Ideally your performance management system should support an already robust relationship between your managers and their subordinates, not create or replace it. It should help to focus your efforts on actually improving performance and managing the development of your employees. Well chosen, a system will support what you are trying to build in your organization and will be viewed as a part of a seamless approach to creating a valued workforce, as well as allowing your organization to streamline the performance review process online.
Organizations today are very interested in measuring and improving their workforce and their performance and productivity, or their ability to create value at speed.
Do your research. Call the customer service center at all times of the day. Night weekend. Many companies today are using Call Centers in India and, need I have to say this, that can lead to a very frustrating experience for the user. Do they understand HR or only their system? What kind of training is done for the employees in the service center?
Administrator level of Difficulty
Unless you are fortunate enough to have a systems admin who is solely dedicated to bringing up your Performance Management System, you will want to fully understand what is involved in setting up the back end. Some performance management systems do much of the work for you, others, Like Cornerstone, expect that you will architect and set up the entire back end.

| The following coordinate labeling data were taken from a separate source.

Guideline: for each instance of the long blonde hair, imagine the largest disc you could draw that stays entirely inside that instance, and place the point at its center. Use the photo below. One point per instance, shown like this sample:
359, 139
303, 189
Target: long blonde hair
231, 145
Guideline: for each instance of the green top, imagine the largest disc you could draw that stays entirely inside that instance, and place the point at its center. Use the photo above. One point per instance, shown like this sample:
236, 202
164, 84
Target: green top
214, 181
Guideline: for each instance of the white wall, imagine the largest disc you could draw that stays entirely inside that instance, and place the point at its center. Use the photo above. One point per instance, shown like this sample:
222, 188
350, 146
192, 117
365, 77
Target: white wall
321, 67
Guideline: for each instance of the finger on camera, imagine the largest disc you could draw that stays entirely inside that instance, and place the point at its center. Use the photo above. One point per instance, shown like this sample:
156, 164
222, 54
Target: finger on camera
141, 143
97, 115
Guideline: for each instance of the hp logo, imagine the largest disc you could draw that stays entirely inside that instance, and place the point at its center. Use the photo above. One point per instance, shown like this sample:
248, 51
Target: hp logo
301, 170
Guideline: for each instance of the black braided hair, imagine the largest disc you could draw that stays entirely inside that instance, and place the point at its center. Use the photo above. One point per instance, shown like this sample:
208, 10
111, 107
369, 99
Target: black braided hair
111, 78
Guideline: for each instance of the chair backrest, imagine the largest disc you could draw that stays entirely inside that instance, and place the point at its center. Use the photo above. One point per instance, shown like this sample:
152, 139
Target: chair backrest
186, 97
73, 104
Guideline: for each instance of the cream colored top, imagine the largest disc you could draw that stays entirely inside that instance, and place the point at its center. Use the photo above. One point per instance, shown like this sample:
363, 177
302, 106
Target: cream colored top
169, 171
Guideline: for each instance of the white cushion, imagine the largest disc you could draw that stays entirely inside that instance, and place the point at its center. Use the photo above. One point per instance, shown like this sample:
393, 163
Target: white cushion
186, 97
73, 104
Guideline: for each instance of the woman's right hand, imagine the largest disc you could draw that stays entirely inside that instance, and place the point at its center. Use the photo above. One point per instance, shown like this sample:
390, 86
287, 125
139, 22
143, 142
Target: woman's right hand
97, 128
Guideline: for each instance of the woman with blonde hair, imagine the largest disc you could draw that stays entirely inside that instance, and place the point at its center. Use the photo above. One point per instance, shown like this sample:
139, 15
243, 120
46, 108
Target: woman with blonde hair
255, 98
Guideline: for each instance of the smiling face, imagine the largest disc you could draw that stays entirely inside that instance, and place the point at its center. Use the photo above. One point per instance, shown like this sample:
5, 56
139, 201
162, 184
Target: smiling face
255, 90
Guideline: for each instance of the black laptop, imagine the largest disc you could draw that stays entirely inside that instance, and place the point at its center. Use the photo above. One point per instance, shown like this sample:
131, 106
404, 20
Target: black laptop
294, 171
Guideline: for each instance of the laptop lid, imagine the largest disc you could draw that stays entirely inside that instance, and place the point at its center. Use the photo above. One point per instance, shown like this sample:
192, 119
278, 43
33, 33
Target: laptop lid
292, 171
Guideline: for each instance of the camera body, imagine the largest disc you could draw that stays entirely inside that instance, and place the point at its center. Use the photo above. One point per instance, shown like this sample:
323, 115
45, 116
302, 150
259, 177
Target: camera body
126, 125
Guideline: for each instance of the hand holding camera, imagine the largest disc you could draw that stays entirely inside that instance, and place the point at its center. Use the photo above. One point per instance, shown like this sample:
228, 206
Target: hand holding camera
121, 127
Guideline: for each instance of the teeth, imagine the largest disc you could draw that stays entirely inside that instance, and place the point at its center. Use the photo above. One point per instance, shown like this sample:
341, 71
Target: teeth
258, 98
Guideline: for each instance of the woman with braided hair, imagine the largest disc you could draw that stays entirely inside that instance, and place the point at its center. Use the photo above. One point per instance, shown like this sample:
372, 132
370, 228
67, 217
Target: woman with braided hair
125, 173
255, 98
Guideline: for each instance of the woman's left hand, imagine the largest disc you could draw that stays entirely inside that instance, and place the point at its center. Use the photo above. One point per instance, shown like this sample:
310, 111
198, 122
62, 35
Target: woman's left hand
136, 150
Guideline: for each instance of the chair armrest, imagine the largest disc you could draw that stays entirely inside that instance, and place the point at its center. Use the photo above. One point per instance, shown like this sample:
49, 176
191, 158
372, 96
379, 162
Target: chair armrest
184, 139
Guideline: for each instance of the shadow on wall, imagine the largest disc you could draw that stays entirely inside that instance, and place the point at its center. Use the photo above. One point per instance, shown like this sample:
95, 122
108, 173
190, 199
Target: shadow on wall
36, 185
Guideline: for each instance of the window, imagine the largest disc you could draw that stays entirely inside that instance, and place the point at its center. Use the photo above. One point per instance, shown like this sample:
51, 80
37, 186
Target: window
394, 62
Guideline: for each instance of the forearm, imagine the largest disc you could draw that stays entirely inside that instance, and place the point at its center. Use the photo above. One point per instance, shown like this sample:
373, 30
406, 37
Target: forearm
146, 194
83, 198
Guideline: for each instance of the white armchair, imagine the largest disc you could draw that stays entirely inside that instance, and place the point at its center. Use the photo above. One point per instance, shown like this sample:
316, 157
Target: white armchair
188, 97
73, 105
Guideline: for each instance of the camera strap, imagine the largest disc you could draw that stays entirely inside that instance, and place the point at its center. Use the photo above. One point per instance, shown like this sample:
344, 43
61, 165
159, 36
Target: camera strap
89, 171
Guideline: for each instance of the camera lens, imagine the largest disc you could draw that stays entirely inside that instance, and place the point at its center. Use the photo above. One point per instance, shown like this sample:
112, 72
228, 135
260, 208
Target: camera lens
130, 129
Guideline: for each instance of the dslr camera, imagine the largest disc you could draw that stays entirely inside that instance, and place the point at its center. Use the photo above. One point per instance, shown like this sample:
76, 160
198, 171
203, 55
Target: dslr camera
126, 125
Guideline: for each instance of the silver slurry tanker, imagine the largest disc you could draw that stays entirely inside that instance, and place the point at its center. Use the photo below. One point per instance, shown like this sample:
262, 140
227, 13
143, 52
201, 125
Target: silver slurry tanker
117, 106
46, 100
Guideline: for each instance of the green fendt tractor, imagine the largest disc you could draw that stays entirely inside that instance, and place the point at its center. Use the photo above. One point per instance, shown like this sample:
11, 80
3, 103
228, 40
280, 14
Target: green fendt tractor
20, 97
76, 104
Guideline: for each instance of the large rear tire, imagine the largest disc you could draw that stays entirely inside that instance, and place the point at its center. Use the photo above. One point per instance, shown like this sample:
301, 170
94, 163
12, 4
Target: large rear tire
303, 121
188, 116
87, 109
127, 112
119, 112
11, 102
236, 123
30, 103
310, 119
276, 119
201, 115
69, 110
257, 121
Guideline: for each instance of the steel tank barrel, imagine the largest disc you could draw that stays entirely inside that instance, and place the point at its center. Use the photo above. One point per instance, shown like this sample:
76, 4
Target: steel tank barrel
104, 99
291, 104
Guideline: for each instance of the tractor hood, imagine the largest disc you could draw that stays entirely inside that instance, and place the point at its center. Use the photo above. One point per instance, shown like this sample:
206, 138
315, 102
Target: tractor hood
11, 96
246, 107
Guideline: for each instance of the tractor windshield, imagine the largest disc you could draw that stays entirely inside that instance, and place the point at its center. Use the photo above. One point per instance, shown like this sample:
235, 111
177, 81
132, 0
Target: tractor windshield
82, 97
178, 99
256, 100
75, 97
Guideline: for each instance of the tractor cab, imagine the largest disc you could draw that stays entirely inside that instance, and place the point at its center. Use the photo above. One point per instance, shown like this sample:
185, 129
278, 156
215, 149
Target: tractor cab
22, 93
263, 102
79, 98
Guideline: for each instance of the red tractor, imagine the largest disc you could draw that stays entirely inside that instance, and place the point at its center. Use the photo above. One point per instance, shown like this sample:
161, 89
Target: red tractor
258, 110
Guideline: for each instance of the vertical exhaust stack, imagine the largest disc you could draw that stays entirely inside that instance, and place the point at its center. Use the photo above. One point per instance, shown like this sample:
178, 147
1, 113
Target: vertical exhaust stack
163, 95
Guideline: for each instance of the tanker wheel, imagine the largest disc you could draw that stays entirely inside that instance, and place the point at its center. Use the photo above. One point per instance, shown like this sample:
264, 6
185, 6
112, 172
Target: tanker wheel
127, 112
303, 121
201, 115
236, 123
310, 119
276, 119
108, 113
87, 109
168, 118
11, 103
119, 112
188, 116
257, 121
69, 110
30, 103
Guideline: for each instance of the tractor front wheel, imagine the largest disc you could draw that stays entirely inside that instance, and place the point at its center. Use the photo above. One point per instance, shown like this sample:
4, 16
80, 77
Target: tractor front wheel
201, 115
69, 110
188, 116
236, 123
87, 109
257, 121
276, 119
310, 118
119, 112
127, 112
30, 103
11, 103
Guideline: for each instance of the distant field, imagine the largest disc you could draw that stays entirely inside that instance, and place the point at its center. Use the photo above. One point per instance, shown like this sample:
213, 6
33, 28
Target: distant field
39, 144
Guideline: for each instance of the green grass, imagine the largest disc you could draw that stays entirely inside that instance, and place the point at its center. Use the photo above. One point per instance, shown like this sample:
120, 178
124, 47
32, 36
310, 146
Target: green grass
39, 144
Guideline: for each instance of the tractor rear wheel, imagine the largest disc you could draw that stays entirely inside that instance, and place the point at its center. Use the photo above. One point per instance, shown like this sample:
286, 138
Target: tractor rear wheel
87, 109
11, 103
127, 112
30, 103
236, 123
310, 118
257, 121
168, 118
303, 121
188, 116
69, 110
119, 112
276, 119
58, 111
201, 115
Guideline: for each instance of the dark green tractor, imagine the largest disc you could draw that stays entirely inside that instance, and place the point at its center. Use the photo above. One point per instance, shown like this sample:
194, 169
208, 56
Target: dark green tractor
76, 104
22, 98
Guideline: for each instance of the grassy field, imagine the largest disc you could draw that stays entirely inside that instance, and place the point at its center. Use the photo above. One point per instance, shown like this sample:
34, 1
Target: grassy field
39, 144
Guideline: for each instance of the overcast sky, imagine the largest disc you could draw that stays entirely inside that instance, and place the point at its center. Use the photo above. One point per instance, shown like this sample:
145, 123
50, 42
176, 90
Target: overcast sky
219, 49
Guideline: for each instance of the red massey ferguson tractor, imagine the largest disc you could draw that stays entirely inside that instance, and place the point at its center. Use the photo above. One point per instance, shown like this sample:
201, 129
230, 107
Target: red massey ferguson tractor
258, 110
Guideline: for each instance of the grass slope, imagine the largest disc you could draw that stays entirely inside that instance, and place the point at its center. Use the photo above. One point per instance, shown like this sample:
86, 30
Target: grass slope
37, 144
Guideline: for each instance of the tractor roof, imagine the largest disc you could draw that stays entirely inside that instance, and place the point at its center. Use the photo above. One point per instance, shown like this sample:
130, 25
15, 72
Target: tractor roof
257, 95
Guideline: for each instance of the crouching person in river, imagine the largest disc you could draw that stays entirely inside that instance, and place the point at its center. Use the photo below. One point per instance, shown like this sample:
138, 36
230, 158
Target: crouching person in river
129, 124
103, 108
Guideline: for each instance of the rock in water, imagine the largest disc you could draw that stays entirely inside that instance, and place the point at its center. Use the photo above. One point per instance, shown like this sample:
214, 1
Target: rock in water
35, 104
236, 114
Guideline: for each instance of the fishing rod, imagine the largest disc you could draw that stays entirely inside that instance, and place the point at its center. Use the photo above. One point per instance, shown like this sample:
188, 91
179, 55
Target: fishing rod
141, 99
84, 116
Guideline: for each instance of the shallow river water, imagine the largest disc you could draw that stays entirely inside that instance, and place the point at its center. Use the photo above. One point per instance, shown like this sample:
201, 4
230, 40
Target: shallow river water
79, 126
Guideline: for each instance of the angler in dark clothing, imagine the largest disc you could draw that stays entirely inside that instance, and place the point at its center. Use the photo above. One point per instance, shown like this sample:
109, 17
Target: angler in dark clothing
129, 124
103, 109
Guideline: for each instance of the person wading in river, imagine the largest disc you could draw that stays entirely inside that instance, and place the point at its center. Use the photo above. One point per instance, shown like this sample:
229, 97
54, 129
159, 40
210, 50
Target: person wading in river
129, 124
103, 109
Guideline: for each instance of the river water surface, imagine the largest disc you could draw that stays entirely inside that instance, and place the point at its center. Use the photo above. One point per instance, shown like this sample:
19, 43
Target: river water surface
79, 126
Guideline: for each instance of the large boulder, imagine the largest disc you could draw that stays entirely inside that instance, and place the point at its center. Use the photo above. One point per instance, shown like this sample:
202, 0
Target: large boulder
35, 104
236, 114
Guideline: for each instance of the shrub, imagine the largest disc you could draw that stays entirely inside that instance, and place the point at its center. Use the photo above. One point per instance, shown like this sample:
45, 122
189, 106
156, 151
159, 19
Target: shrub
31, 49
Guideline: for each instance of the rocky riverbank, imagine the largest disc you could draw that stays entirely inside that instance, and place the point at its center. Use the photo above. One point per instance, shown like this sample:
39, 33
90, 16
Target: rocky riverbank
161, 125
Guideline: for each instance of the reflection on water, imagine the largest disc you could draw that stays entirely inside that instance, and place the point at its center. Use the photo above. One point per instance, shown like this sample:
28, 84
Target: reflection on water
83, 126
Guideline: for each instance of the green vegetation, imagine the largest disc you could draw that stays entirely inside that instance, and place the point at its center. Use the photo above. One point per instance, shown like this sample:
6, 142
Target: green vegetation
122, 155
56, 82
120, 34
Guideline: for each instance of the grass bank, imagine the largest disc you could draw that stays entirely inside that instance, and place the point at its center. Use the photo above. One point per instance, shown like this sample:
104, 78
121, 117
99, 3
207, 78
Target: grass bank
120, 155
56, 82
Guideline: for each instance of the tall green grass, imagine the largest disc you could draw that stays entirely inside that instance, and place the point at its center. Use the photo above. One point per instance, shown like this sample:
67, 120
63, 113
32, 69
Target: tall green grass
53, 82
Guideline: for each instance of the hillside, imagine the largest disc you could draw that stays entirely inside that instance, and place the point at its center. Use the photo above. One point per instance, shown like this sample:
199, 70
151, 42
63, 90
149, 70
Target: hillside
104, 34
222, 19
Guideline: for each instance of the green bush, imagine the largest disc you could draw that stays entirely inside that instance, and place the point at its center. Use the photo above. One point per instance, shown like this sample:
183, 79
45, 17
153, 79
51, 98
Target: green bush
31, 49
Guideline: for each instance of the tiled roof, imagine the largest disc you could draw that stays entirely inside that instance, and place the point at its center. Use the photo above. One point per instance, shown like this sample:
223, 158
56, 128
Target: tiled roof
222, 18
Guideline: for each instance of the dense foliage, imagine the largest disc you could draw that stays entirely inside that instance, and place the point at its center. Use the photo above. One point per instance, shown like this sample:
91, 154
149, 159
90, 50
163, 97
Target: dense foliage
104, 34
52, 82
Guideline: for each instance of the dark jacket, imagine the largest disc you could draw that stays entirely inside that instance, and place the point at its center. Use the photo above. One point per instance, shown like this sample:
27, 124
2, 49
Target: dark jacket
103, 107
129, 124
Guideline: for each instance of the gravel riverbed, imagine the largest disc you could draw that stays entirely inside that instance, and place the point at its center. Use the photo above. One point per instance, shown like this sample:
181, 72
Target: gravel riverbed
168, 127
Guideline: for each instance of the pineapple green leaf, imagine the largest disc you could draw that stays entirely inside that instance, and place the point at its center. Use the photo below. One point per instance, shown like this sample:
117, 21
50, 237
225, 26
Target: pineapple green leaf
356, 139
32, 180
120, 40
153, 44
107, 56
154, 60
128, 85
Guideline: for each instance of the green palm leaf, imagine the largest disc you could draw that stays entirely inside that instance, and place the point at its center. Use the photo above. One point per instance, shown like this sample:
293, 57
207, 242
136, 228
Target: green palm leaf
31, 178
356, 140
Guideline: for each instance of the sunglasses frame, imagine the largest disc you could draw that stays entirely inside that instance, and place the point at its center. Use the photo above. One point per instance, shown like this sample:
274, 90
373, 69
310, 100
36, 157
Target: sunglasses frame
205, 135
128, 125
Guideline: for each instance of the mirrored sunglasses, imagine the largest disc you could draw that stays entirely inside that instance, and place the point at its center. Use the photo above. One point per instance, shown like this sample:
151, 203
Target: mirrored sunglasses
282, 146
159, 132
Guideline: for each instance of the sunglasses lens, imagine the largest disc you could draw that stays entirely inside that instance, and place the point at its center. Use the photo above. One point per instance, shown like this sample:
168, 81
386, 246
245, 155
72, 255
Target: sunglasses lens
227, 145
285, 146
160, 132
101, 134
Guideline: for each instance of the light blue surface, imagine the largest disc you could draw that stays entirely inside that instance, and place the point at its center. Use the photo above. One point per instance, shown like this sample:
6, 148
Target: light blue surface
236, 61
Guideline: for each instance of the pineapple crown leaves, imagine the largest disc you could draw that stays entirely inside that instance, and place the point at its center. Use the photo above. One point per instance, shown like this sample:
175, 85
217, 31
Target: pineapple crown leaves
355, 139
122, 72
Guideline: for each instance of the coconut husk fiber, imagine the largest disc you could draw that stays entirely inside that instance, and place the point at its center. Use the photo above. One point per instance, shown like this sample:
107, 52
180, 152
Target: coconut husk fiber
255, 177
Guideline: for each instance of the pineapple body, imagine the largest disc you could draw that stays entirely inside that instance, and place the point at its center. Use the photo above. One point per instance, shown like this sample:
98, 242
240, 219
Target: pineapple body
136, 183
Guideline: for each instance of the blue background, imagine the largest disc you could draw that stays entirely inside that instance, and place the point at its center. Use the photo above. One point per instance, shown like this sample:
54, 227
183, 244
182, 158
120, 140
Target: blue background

To borrow a term from the development world, UX, cannot and should not be underrated. The user experience should be pleasant, not frustrating and the flow of the process should be intuitive. If your managers have to hunt for buttons or try and figure it out, it’s not designed well.
Is it accessible on the go. Does it utilize responsive design, that allows the systems to perform the same on a mobile device as it would on a laptop? Much of our world is mobile now and your workforce will expect that they should not have to be tied to a desk in order to work with your Performance Management system
Allow your managers to demo the top 2-3 selections and choose the one that they feel best meets their needs. You will have immediate buy in and advocates throughout the organization.
In summary, spend the time up front to truly evaluate the systems that will best meet your organization’s needs. You will likely live with the approach for quite some time, so make sure it is one that will actually create efficiencies and not additional work for you and your team.